Napoléon et sa retraite de Russie en 1812 : ce que révèlent les pathogènes historiques

Genève

Une relecture historique et biomédicale de la retraite de Napoléon

À l’hiver 1812, après des combats marquants comme la bataille près de la Bérézina, Napoléon et la Grande Armée rentrent de Russie en proie à l’épuisement. Les soldats, affamés, gelés et blessés, meurent par dizaines de milliers, frappés par une fièvre dont l’origine restait mal connue.

Cette période est aussi associée à la Retraite de Napoléon de Moscou, représentée par le peintre Adolph Northen en 1851.

Découverte paléogénomique et résultats

Des chercheurs de l’Institut Pasteur et d’autres partenaires ont étudié 13 squelettes de soldats exhumés à Vilnius, en Lituanie, en appliquant des techniques d’ADN fragmenté parmi les mieux développées en paléogénomique.

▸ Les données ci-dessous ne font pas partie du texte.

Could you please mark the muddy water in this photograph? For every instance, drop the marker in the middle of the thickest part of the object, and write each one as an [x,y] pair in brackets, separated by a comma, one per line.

Les analyses ont permis d’identifier deux bactéries jusque-là non reconnues parmi les pathogènes de l’époque, dont une appartenant au genre Salmonella. Cette bactérie est associée à une fièvre qui rappelle la fièvre typhoïde et se transmettrait par l’eau et des aliments contaminés.

La seconde bactérie retrouvée est Borrelia recurrentis, transmise par les poux du corps et responsable de la fièvre récurrente. Les chercheurs précisent toutefois qu’il est impossible de déterminer avec précision dans quelle mesure ces agents ont contribué à la mortalité élevée observée lors de la retraite de Russie.

Points de vue historiques et implications scientifiques

Pour l’historien et archéologue Johan Vaucher, doctorant à l’UNIL, cette découverte n’altère pas la grande narration des campagnes napoléoniennes, mais elle apporte une dimension nouvelle en montrant que même un échantillon de 13 corps peut offrir des indications pertinentes sur l’état sanitaire des soldats et sur les conditions vécues à l’époque.

Selon lui, ces résultats illustrent aussi le potentiel d’ouverture des sciences napoléoniennes à des méthodes et technologies modernes, favorisant des approches pluridisciplinaires plutôt que des cadres littéraires traditionnels.

Portée pour la santé publique et les sciences des pathogènes

Au-delà de l’histoire militaire, l’étude nourrit le champ de l’infectiologie en apportant des données sur l’émergence, la dynamique et l’évolution des pathologies anciennes. Comprendre ces trajectoires peut aider à expliquer comment certaines maladies disparaissent et éclairer la compréhension des risques sanitaires futurs et des pandémies potentielles.

Rémi Barbieri, postdoctorant à l’Université de Tartu et ancien de l’Institut Pasteur, souligne que ce type d’études montre comment les recherches sur Napoléon peuvent s’ouvrir à des approches technologiques et scientifiques modernes.